[I've been
reading]
Black Odyssey

I saw the overwrought Spielberg movie and was determined to learn more about what actually happened to the slaves who mutinied while at sea and found their ship landing in Connecticut to uncertain legal dominion. I spent a lot of time reading this slim book and hollering out loud “here’s another discrepancy...!”

I think we’re all aware that the big Hollywood movies tend to play free and easy with facts in order to suit their dramatic purpose, and since this book was small it was tough to tell what anecdotes in the movie might be true but there were some major points of issue:

  • the Amistads [as the black people who were aboard the ship were called] were attended to frequently while in prison and taught to read and write English by Yale students.

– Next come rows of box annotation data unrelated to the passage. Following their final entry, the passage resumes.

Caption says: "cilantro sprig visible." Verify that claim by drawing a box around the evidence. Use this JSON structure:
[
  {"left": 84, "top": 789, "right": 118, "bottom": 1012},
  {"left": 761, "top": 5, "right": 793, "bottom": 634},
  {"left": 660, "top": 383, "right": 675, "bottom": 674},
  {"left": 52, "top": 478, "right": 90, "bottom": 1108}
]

They had good counsel for the majority of their legal odyssey
  • they were returned to Africa not by the US government but by a collection of Abolitionists and Missionaries who wanted to set up a mission in Sierra Leone and use the Amistads as preachers/coverts
  • John Quincy Adams -- while he did give a 100,000 word speech before the Supreme Court -- was not in any way reluctant to take the case on.

And those are only the major issues. While I think the movie had its good points -- slavery was worse than we can possibly imagine and people behave badly when their livelihoods are threatened -- overall I recommend that anyone really interested in the historical facts of the case read the book instead.